Then she noticed the name. He had said Aegon IV Targaryen, and at first, she had assumed he was talking about Rhaegar’s son with Elia, the infant who had been murdered at Tywin Lannister’s behest in her world. But …

_Jon_

_Jon is my best friend and my brother both._

She dipped her quill in her own inkwell.

_Jon Snow?_

she asked. There had been rumours, including one from her own father, that the bastard son of Winterfell was secretly the son that Rhaegar Targaryen had got on Lyanna Stark. That Lord Eddard had raised him in secret to keep him safe from Robert Baratheon.

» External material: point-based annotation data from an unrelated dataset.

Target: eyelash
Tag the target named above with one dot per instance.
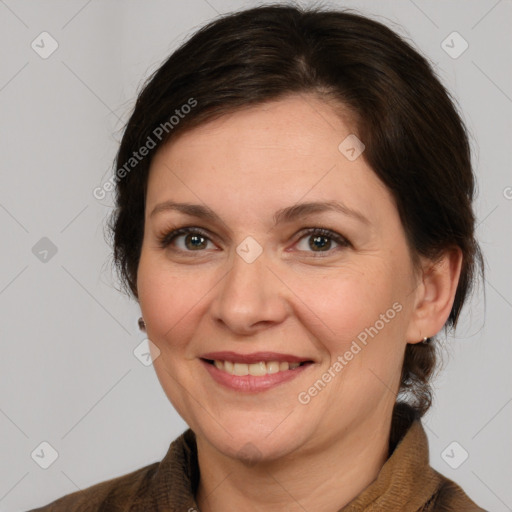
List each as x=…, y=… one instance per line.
x=166, y=238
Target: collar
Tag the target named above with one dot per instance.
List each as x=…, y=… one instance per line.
x=405, y=482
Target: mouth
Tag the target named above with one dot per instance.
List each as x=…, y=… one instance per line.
x=253, y=372
x=258, y=369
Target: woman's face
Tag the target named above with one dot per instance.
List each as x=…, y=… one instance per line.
x=256, y=284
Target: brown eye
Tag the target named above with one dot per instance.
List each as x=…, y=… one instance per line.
x=320, y=240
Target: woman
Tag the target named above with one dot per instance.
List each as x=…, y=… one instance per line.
x=295, y=245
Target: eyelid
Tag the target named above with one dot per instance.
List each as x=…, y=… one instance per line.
x=166, y=237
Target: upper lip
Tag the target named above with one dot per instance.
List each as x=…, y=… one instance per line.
x=255, y=357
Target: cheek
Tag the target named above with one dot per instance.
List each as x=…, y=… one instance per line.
x=168, y=299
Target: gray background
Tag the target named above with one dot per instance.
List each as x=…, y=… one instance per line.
x=68, y=372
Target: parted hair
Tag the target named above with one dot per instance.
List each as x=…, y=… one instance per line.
x=415, y=140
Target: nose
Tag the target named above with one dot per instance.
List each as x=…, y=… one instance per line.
x=250, y=297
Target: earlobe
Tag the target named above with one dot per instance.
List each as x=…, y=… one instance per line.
x=435, y=295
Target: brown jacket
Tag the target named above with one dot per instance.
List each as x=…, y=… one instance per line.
x=406, y=482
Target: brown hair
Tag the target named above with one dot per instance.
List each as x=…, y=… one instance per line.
x=415, y=140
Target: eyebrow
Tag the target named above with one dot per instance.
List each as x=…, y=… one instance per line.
x=287, y=214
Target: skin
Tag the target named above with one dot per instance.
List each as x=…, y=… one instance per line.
x=292, y=299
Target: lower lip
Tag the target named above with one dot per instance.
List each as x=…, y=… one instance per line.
x=251, y=383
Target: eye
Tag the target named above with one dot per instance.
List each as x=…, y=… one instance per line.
x=195, y=239
x=320, y=240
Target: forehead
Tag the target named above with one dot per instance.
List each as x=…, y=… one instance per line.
x=266, y=156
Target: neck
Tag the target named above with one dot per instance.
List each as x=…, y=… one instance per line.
x=323, y=480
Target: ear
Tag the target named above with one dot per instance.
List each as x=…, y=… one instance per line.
x=435, y=294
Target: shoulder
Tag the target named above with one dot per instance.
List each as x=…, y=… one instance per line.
x=450, y=497
x=172, y=480
x=113, y=495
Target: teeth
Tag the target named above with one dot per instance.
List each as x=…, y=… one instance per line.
x=257, y=369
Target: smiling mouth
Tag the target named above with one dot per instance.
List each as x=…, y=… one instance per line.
x=258, y=369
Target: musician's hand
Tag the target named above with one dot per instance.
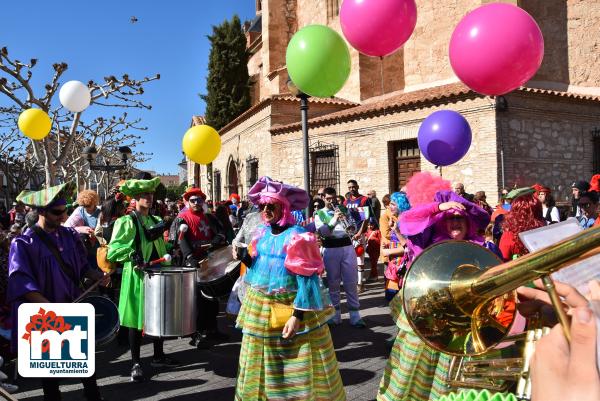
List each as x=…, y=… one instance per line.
x=536, y=301
x=563, y=371
x=450, y=205
x=594, y=286
x=291, y=328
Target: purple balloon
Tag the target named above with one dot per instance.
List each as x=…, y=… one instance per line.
x=444, y=137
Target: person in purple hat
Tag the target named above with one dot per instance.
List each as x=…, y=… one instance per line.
x=286, y=351
x=37, y=275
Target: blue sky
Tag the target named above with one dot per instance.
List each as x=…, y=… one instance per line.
x=97, y=39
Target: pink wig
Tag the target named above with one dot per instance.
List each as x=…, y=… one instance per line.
x=422, y=187
x=286, y=213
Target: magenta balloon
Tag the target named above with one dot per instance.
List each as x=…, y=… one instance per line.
x=378, y=27
x=496, y=48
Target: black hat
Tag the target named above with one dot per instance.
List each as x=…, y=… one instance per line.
x=582, y=186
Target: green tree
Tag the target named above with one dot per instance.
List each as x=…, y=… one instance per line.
x=228, y=83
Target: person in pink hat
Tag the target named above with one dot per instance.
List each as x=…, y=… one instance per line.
x=284, y=312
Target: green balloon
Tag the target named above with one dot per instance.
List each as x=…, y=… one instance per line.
x=318, y=61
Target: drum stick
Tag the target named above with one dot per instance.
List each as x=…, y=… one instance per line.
x=93, y=287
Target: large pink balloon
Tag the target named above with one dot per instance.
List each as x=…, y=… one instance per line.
x=496, y=48
x=378, y=27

Father claimed he had received a letter from Lord Varys, shortly before the Dragon Queen destroyed King’s Landing, detailing this. Brienne had never paid the rumour much heed – it was irrelevant in any case, after Jon’s exile to the Wall.

_Yes_

came the answer.

_It seems our worlds are quite different._

They were, they truly were.

Brienne was poised to write as such when Jaime wrote again:

_But you are Brienne, and I am Jaime. That much is the same._

Brienne chewed her lip.

_In a way,_

she replied.

He wrote:

_In every way that counts. Both of us were torn from each other by the Stranger, yet look at us now! Our love is strong enough to move worlds._

Their love.

Was that the answer that Bran sought? That they were reunited because of _love_?

Brienne couldn’t help but think of Bran’s face – his near-amusement at her notion that the gods lived in the sky. Is that what happened when you knew how many worlds existed? Did even the gods become small when you were as powerful as he?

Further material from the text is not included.